Nieuwsgierig geworden, heb ik mij de moeite getroost – zo mag ik dat wel noemen – om dat onderzoeksverhaal over antroposofie helemaal uit te lezen. Afgaand op de titel dacht ik eerst nog dat het om een hilarische column ging, maar dat bleek niet het geval. Zo ‘open minded’ Floris Schreve is als het gaat om allerlei interessante vormen van kunst over de hele wereld – zijn website is een kleine goudmijn op dit terrein -, zo kleingeestig wordt hij als het gaat om antroposofie. Een veel voorkomend verschijnsel; een mens zit vol tegenstrijdigheden.
Schrijvers van het Belgische tijdschrift voor antroposofie, De Brug, blijken in de ogen van Floris lachwekkend domme Belgen te zijn. Op grond van passages in de zogeheten volkeren-cyclus wordt Steiner door hem ontmaskerd als een overtuigd racist. Niks ‘slip of the tongue’, niks koloniale tijdgeest van destijds of andere slappe excuses. Geen wonder dat veel antroposofen zich tegenwoordig geen raad meer met Steiner weten, meent hij. De naar zijn mening halfslachtige benadering in de eindrapportage van de z.g. Commissie van Baarda, ziet hij als een voorbeeld van die verlegenheid.

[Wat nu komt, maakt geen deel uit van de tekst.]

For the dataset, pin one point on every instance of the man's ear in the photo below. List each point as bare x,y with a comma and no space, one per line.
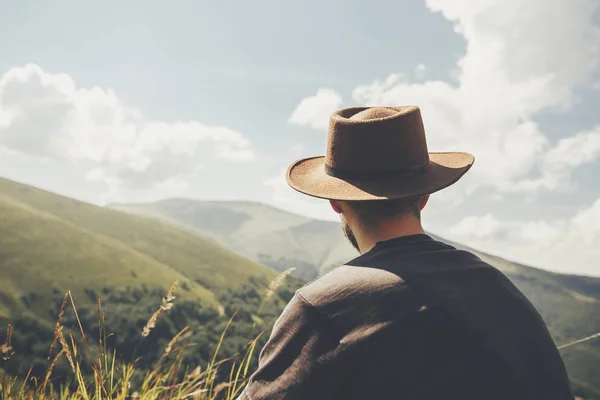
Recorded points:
423,201
336,206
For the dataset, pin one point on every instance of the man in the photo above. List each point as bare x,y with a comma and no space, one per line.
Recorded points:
410,318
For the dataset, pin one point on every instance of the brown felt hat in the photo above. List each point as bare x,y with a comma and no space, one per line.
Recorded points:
377,153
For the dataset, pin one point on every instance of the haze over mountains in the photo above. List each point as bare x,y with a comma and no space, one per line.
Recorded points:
133,253
569,304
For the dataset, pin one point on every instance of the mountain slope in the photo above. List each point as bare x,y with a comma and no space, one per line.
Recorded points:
190,254
570,305
50,244
273,237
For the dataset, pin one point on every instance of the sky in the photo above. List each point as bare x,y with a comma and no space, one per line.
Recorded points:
143,100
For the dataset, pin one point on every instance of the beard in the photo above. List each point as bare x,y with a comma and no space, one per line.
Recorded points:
349,234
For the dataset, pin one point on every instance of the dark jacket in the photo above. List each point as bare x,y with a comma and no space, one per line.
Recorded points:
411,319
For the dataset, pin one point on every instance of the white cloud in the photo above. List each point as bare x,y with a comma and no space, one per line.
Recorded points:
571,245
481,227
557,164
49,116
314,111
515,66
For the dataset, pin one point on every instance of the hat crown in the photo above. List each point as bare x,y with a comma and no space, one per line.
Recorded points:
375,140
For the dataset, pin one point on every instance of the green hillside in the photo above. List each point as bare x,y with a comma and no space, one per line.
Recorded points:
50,244
273,237
569,304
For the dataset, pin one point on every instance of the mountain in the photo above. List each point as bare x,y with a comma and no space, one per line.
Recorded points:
570,305
273,237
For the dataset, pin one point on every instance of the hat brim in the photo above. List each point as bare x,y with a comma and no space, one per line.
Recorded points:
308,176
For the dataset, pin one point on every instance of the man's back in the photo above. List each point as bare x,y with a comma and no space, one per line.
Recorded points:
413,318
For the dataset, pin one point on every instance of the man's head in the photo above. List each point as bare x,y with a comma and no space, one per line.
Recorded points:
364,221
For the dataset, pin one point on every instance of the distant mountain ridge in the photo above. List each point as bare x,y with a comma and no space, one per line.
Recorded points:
50,244
569,304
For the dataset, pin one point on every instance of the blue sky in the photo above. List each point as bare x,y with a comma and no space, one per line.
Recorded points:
138,101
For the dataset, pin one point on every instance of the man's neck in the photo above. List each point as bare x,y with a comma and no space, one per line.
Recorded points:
368,238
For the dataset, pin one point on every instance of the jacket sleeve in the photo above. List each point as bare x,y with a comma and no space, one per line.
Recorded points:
301,359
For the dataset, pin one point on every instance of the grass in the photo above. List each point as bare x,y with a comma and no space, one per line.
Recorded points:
195,256
97,374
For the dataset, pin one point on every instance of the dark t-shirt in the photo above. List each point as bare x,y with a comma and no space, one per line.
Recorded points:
411,319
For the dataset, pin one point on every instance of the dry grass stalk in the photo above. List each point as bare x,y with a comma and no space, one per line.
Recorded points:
6,349
585,339
65,347
167,304
51,368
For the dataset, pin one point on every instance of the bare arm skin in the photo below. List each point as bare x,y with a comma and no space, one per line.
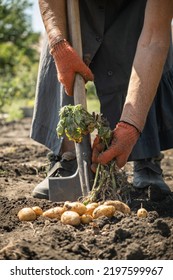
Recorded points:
53,13
149,61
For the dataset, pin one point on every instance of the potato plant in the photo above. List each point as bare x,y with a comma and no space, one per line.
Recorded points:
110,182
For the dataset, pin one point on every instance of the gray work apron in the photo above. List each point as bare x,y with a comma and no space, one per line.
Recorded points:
110,32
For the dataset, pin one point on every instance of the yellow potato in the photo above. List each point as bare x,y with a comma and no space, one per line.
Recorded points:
90,208
119,206
70,218
26,214
38,211
77,207
86,218
142,213
54,213
104,210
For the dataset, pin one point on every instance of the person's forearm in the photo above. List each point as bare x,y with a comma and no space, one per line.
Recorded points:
53,13
145,76
148,62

Michiel Gastkemper is duidelijk gecharmeerd van de fermheid van Schreve’s denkwijze. Het is sowieso overal ‘recht voor je raap’ wat de klok slaat. De nuance zoeken, ‘that’s just boring man!’ Maar als een kwieke jonge hond mij tegen de broek aanpiest, ben ik toch niet zo charmant om te zeggen ‘dank u wel, ga gerust uw gang!’ Ik ben in zo’n geval meer van “hee joh, doe effe normaal zeg!’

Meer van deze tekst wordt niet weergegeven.